Cyatholipus tortilis
- Conservation status: Least Concern (IUCN 3.1)

Scientific classification
- Kingdom: Animalia
- Phylum: Arthropoda
- Subphylum: Chelicerata
- Class: Arachnida
- Order: Araneae
- Infraorder: Araneomorphae
- Family: Cyatholipidae
- Genus: Cyatholipus
- Species: C. tortilis
- Binomial name: Cyatholipus tortilis Griswold, 1987

= Cyatholipus tortilis =

- Authority: Griswold, 1987
- Conservation status: LC

Species of spider

Cyatholipus tortilis, commonly known as the Cathedral Peak tree sheet-web spider, is a species of spider in the family Cyatholipidae.
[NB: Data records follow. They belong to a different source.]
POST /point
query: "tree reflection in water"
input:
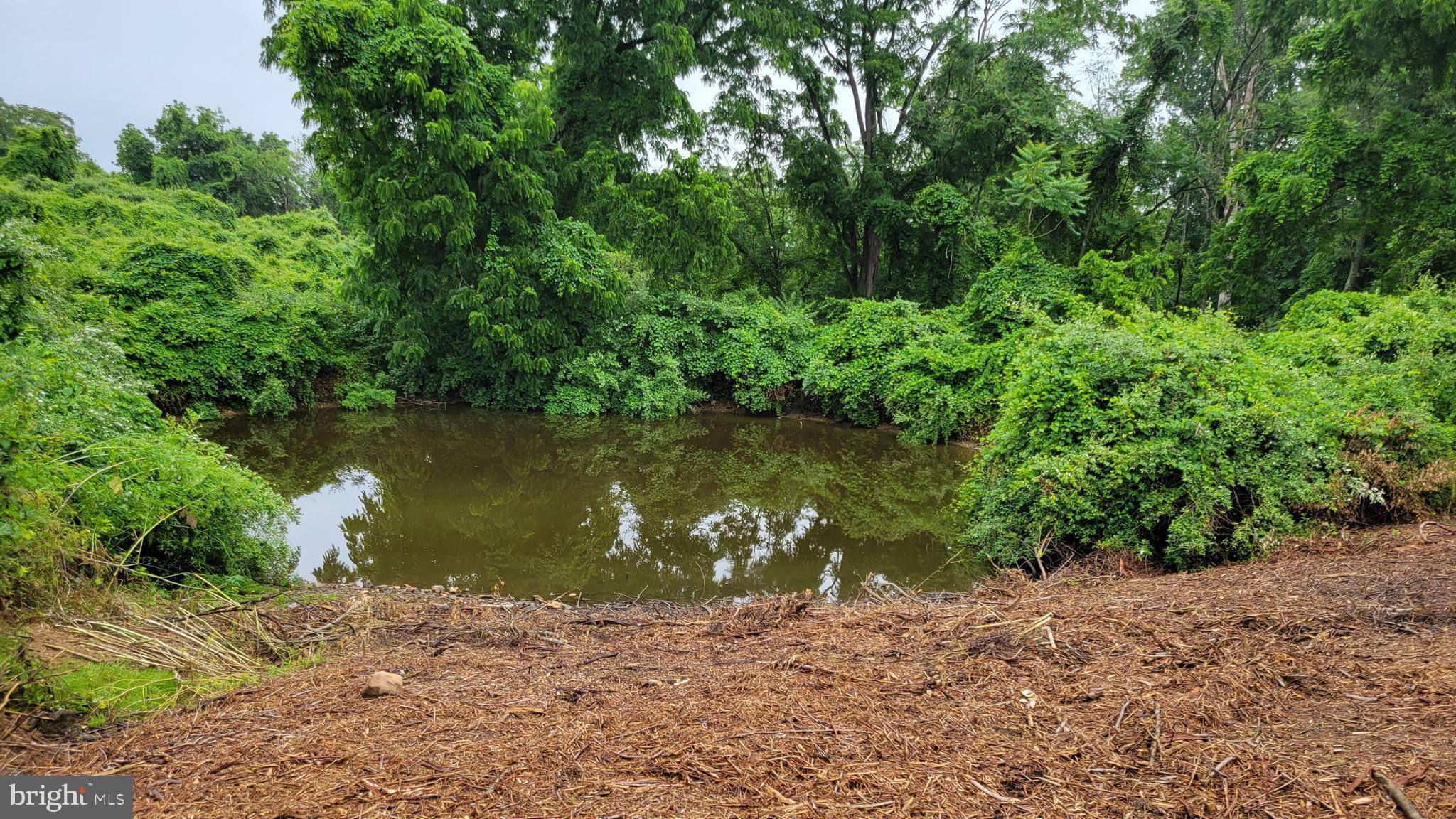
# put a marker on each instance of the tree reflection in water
(530, 505)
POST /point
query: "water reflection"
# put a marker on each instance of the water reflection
(525, 505)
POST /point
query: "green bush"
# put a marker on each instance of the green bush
(1388, 369)
(1164, 434)
(91, 464)
(363, 395)
(208, 306)
(663, 355)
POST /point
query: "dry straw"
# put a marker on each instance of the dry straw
(1292, 688)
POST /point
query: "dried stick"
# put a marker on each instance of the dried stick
(1401, 801)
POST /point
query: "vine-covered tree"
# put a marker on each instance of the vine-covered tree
(439, 156)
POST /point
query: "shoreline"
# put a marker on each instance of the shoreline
(1268, 687)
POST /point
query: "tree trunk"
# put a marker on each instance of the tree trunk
(868, 262)
(1353, 280)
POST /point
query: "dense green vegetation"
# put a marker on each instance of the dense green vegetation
(1196, 306)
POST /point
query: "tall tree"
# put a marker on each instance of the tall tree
(437, 156)
(858, 176)
(1363, 194)
(200, 152)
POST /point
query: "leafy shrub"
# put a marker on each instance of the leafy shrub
(663, 355)
(271, 400)
(1388, 369)
(47, 152)
(1164, 434)
(926, 370)
(89, 462)
(18, 277)
(207, 305)
(850, 370)
(363, 395)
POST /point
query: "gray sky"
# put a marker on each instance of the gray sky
(107, 63)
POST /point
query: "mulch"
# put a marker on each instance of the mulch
(1282, 688)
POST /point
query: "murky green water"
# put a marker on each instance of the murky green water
(528, 505)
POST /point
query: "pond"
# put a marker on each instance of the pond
(711, 505)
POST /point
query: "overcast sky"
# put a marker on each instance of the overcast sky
(107, 63)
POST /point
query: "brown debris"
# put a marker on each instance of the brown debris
(1258, 690)
(383, 684)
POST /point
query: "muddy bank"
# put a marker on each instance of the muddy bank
(1263, 690)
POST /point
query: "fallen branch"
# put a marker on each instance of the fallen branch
(1398, 796)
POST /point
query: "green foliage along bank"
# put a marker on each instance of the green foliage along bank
(117, 304)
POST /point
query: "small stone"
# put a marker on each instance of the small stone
(383, 684)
It is endemic to KwaZulu-Natal province of South Africa.

== Distribution ==
Cyatholipus tortilis is known only from Cathedral Peak in the Ukahlamba Drakensberg World Heritage site, where it occurs at approximately 1649 metres above sea level.

== Habitat ==
The species builds small horizontal sheet webs in vegetation and was collected from open montane grasses in the Grassland Biome. This habitat is seasonally wet and interlaced with permanent streams that harbour tree ferns and other mesic vegetation.

== Etymology ==
The species epithet tortilis is Latin meaning "twisted" or "coiled".

== Conservation ==
The species is known only from the type locality and only males have been collected. It occurs in a protected area with no obvious threats and is listed as Rare. The species is likely under-collected and may occur more widely in the Drakensberg mountain range.